So why doesn’t glue harden in the bottle?

The answer lies in a couple of basic terms. Set time (also called dry time) is the amount of time that needs to elapse before you can handle a glue-up assembly. Cure time, on the other hand, defines how long you need to wait before subjecting the new joint to pressure or stress. By the way, open time — that wonderful window of opportunity when you can still move parts before the glue begins to stiffen — is not the same thing as set time.
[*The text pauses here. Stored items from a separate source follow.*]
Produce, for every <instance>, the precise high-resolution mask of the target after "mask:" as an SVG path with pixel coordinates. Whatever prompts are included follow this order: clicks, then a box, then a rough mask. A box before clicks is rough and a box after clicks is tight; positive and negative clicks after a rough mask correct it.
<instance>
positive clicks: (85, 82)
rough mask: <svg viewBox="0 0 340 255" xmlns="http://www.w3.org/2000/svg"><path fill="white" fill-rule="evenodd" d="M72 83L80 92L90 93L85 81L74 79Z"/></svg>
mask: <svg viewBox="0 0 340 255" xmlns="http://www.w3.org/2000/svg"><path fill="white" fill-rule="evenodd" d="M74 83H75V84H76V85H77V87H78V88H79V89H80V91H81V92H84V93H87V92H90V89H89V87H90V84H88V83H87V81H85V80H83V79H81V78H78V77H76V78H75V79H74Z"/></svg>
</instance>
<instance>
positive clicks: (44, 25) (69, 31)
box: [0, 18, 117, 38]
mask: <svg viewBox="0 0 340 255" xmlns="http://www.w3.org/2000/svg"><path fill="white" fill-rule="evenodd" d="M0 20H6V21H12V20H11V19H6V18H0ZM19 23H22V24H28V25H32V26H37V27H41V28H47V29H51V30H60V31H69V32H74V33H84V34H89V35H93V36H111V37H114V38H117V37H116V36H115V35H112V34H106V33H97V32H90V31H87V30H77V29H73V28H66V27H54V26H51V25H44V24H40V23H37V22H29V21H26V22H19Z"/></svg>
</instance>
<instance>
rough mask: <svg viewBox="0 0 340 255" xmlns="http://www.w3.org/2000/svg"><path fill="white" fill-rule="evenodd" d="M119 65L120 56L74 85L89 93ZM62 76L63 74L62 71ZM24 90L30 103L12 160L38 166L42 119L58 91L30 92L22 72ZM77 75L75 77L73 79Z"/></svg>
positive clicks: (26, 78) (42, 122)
Glue can become sufficiently tacky to prevent adjustments long before the set time expires.

On most woodworking glue bottles, the instructions will indicate that the assembly needs to be clamped for at least a couple of hours, but that one should wait overnight before machining the parts or subjecting them to stress — such as being moved from machine to machine or perhaps passing through the rollers of a thickness planer.

That first stage where the parts are still clamped (set time) allows the carrier to evaporate and the glue to dry. A carrier is a chemical compound that allows the glue to take the form of a liquid at room temperature. The most common is dihydrogen monoxide, which is just ordinary, everyday water. As the carrier evaporates into the air (dries), a molecular level process takes place that reduces the liquid glue to a solid state. Even though it becomes stable, with many glue types it is not yet strong. A further chemical reaction needs to take place that causes the now solid compound to harden and gain strength. That reaction (curing) takes more time because the elements in the glue are not as volatile as water.

So the simple answer is that glue doesn’t harden in the bottle because the carrier can’t escape and evaporate. In a way, one could say that glue hardens when it reacts with air. But that’s not really what’s happening. More accurately, glue transforms from a liquid to a solid state when the carrier evaporates into the air.

Some “instant” glue is built around more volatile (highly evaporative) carriers than water and these disappear more quickly and produce a stable bond in very little time. These glues are sometimes less effective, long-lasting or forgiving than standard wood glues, so there can be a tradeoff. It might be convenient to have the glue cure very quickly, but the bond might not have quite the same integrity as a slow-curing compound.

Other glues, such as hot-melt adhesives, forego the evaporative stage. They don’t depend on a carrier. They are already in a solid state (pellets or cartridges) at room temperature and actually require a physical catalyst (heat) to change their state temporarily. That is, they need to go from a solid to a liquid so they can be used and then almost immediately return to a solid state so they bond without clamping.

That quick metamorphosis isn’t the only reason that shops use heat-based glue. The most common adhesive in processes such as edgebanding is ethylene-vinyl acetate (EVA), which is also known as polyethylene-vinyl acetate (PEVA). While it’s essentially a plastic, EVA is also soft, flexible, waterproof, resistant to ultraviolet radiation (so it doesn’t delaminate on furniture in basic sunlight) and it also doesn’t have too many stress cracks in its dry/cured state. The vinyl part of EVA is essentially the same compound used to make things like car seats and dashboards, while the ethylene is a highly bondable hydrocarbon (it has four hydrogen atoms bound to two carbon atoms). EVA has strong adhesive and respectable cohesive qualities, which makes it a great choice for applying banding to the relatively rough surface of MDF.